Suppose you have a candy machine with $N$ candies. The machine is weird, when you give it a quarter it gives you $1$ to $N$ candies (all numbers equally probable), this is called one "buy". You may assume you have more than $N$ quarters, so you can exhaust the machine completely.
Moreover, when you see how many candies it gave you, you can decide whether you'll keep them all to yourself or give them all to a friend.
You'll keep buying candies until the machine is empty, and you wish to maximize the expected number of candies you have at the end.
The restriction here is that if you decide to keep a buy to yourself, you must give the next buy to your friend.
So the obvious recurrence is as follows:
$E[n] = \frac{1}{n}\sum_{k=0}^{n-1}\max\{n-k+Z[k], E[k]\}$
$Z[n] = \frac{1}{n}\sum_{k=0}^{n-1}E[k]$
$E[n]$ represents the maximum expected number of candies if played optimally.

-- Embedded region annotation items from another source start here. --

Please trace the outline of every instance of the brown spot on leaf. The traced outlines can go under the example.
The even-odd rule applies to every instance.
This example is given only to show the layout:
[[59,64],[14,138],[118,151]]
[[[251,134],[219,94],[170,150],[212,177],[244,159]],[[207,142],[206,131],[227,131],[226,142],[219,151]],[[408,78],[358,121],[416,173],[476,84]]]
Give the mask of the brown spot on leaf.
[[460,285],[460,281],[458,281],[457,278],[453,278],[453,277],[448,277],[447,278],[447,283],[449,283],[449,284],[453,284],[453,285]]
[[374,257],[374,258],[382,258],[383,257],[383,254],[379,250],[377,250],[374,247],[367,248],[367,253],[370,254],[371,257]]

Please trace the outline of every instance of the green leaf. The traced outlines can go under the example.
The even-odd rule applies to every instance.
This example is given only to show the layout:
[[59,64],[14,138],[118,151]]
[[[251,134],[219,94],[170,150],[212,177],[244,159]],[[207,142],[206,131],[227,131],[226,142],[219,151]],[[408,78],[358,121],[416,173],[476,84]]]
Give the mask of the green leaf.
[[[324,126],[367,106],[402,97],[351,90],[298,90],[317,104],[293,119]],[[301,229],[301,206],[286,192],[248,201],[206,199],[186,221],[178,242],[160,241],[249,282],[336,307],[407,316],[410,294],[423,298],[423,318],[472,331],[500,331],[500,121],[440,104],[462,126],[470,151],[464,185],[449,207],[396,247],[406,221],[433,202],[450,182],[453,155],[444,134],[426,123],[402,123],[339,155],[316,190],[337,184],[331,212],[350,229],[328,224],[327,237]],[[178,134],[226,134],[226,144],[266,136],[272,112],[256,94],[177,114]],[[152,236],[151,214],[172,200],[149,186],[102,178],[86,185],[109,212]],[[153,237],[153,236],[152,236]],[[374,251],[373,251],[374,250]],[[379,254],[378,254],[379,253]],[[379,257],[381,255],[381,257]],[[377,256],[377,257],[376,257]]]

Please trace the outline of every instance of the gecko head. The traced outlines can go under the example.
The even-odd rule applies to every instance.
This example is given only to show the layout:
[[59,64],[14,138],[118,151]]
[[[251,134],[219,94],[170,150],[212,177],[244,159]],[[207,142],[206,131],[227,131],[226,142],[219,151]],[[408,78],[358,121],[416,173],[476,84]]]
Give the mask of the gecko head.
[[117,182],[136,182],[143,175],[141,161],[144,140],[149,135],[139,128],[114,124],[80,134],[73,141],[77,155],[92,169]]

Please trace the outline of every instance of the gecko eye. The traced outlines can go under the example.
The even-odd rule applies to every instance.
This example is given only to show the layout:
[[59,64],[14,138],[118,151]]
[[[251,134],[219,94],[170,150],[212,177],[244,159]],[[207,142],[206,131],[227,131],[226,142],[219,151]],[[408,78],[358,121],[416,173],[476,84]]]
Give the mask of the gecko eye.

$Z[n]$ represents the same thing if you have to skip a buy.
My question is, are there any established methods for getting a more/less closed form for such recurrences? I could guess that there might be a constant $\alpha$ such that if I get below $n\alpha$ candies I would give it to the friend (haven't checked this on a computer yet), but even then the math gets hairy.